I got the call a few days ago (they give you a call first in case you want to decline the nomination), but now it’s public knowledge: “The New Mother” has been nominated for best novella, on a list with some of the best fiction I read in the last year, and much more that I’m excited to discover. I’m profoundly grateful to all who nominated me, and to Sheila Williams, who believed in me enough to give me a twenty thousand word chunk of Asimov’s. That’s twenty thousand words of ink and paper, twenty thousand words she therefore didn’t give to someone else with fans and a reputation. It’s still hard to believe my imaginary people merited that. But I found out I was a finalist while I was finishing up a treatment for a television series based on the story, so you may yet get to see more of Tess and Judy.
I’m typing this from my parents’ house in San Antonio, where we’ll soon all go out for a celebratory meal. But this afternoon I’m sitting with a book from their library, one that came out when I was twelve. Two decades ago science fiction seemed a naturally occurring phenomenon, something to be admired from afar like a rainbow or mountain range. Now it’s a close, living thing, full of friends and colleagues. I’ve many goals yet unmet, but today it feels nice to turn around and look back at the path trailing into my childhood, appreciate how far I’ve come.
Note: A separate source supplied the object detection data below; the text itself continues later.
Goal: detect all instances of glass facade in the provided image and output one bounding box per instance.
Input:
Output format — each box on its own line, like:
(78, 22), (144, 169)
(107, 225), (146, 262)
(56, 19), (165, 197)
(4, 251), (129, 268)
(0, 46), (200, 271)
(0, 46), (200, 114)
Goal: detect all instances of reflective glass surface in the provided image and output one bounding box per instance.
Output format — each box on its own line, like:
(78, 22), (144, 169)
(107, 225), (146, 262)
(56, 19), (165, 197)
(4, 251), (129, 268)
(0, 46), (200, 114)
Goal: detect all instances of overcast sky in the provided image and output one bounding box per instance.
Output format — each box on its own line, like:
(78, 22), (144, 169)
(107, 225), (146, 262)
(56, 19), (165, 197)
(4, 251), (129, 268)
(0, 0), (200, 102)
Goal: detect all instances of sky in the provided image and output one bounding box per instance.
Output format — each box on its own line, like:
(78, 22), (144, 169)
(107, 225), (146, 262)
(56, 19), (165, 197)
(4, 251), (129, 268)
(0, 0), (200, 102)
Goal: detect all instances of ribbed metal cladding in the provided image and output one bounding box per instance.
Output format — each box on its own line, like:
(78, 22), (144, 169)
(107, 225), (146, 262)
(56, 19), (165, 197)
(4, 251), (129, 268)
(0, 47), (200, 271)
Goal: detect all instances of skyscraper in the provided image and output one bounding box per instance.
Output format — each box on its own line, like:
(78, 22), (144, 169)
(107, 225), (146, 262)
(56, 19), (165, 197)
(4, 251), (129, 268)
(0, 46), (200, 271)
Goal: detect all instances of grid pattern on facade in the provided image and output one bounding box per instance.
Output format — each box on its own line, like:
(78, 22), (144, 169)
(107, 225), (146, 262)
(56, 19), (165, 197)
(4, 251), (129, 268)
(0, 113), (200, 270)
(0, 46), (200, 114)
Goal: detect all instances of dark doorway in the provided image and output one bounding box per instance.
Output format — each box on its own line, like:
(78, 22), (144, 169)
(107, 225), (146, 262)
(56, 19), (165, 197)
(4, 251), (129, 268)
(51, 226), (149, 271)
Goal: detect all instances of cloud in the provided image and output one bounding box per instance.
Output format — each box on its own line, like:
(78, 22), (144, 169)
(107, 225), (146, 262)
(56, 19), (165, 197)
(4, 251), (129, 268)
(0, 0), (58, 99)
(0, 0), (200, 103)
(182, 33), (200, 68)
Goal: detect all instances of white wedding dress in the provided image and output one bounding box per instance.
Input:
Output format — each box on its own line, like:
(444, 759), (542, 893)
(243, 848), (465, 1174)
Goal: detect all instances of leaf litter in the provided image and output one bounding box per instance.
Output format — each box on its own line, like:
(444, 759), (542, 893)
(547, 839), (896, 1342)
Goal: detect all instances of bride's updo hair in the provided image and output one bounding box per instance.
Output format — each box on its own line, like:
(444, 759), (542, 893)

Eons ago in 2010 I had my first publication in Asimov’s, a near future SF short story about oceanic technology and global politics titled “Adrift.” I wrote the first draft as part of my Clarion application, and revised it through a haze of pain and drugs during the ten post-Clarion months I was bedridden with Crohn’s disease. I sent it out, got rejected, sent it out again, just going through the motions, the vast majority of my attention consumed by the slow struggle back towards health and the contemporaneous crumble of my long term relationship. September of 2009 found me living alone in an apartment, in a body warped beyond recognition by a long course of prednisone, wondering where the last year had gone. So when I heard from Sheila Williams that she wanted to buy this story for Asimov’s, the good news struck me as a sparkle from very far away. It was like being gifted a fragment from the life I’d thought I’d have, the one where I left Clarion with artistic momentum, wrote more stories, applied to graduate school, began to focus on having a writing career.